The song is hard to forget. Backed by ominous piano clinks and chilling harmonies, the 15-year-old Weiss’s idiosyncratic voice quivers with longing: “Seems like the other day, my baby went away / He went away ’cross the sea.” Then, a twist: Her love has met someone new overseas—a fact she refuses to accept. “Oh no, oh no, oh no no no no no,” Weiss croons, right before the sound of seagull squawking enters the mix. In a call-and-response, the group whisper-sings “Remember!” as Weiss recalls “Walkin’ in the sand / Walkin’ hand in hand.”
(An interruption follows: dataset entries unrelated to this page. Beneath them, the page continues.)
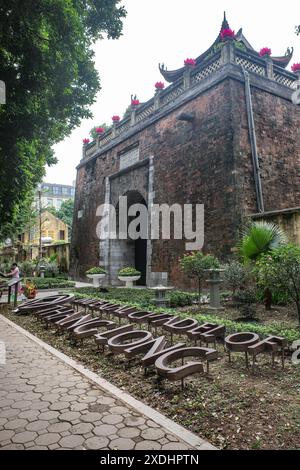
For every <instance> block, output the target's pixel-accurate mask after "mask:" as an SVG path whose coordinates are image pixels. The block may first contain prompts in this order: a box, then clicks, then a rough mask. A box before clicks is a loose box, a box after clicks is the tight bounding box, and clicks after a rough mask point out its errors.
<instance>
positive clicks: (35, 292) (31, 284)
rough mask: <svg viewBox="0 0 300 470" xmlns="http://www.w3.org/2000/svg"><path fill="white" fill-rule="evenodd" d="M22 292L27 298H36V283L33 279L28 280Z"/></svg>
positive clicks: (34, 298) (23, 288)
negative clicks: (33, 282)
mask: <svg viewBox="0 0 300 470" xmlns="http://www.w3.org/2000/svg"><path fill="white" fill-rule="evenodd" d="M22 292H23V294H24V295H25V297H26V298H27V299H35V297H36V285H35V284H34V283H33V282H31V281H26V284H25V287H23V289H22Z"/></svg>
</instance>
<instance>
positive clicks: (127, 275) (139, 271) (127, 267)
mask: <svg viewBox="0 0 300 470" xmlns="http://www.w3.org/2000/svg"><path fill="white" fill-rule="evenodd" d="M118 275H119V276H124V277H130V276H140V275H141V272H140V271H138V270H137V269H135V268H132V267H127V268H122V269H120V270H119V272H118Z"/></svg>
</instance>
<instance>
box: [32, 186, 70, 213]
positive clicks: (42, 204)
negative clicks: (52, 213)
mask: <svg viewBox="0 0 300 470" xmlns="http://www.w3.org/2000/svg"><path fill="white" fill-rule="evenodd" d="M74 197H75V185H74V186H68V185H65V184H53V183H42V184H41V205H42V208H43V209H44V208H48V207H54V208H55V209H57V210H59V209H60V207H61V205H62V203H63V202H64V201H66V200H68V199H74ZM35 203H36V205H37V207H38V194H37V195H36V198H35Z"/></svg>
Although the girl-group era was starting to wane in 1964, “Remember” took off, peaking at No. 5 on the Billboard charts. The Shangri-Las scored a No. 1 hit later that year with “Leader of the Pack,” a song about falling for the head of a bike gang that ends with said paramour dying in a twisted tangle of metal and glass. The song’s revving-engine sound effects, grim subject matter, and brassy vocal interplay (“Look out, look out!”)—plus those leather jackets—contributed to the band being labeled as “tough” in the media, a description that confounded Weiss.
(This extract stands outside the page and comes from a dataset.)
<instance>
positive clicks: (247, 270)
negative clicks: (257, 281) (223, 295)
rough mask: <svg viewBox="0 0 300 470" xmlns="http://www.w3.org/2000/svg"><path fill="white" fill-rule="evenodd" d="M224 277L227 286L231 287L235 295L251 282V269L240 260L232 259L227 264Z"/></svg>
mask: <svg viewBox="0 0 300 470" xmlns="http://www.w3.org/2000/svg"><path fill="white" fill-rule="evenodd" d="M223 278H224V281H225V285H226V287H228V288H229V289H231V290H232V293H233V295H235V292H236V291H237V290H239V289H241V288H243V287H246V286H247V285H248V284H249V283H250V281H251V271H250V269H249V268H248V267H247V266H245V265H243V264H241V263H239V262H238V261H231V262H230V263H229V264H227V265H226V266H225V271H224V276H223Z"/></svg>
But Weiss’s voice had an undeniable flintiness to it. The Shangri-Las’ songs are devastating, and not just because they deal with heartbreak: They plumb the ways a person can make tragic decisions in an effort to be understood, often becoming unrecognizable in the process. Relationships, the Shangri-Las’ suggest, are fickle and can fail simply because of life’s uneven contours. Weiss was capable of transmuting the embarrassment, sorrow, defiance, and even cheekiness that can accompany this anguish.
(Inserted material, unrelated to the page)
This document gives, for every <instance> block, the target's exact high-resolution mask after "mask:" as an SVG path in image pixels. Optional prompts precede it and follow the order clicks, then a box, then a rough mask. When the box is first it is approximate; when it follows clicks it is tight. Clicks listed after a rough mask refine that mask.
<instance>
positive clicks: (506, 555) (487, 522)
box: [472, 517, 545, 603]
In Golden Hits of the Shangri-Las, the author Ada Wolin astutely points out that the Shangri-Las are forever thought of as teenagers in the public consciousness. The fact that the Shangri-Las disbanded in 1968—just a few years after their inception—likely has something to do with this. (For her part, Weiss became disillusioned with music, later alluding to legal disputes she couldn’t comment on, but she came back to the medium in the mid-2000s and released the solo album Dangerous Game.) But their music did more than address fleeting teenage romances. The Shangri-Las’ songs continue to resonate so viscerally with listeners decades on because of how ably they tackle grief and angst. Propelled by the despair in Weiss’s voice, these songs feel like miracles capable of encompassing the simultaneous pain and hope of living in the world right now.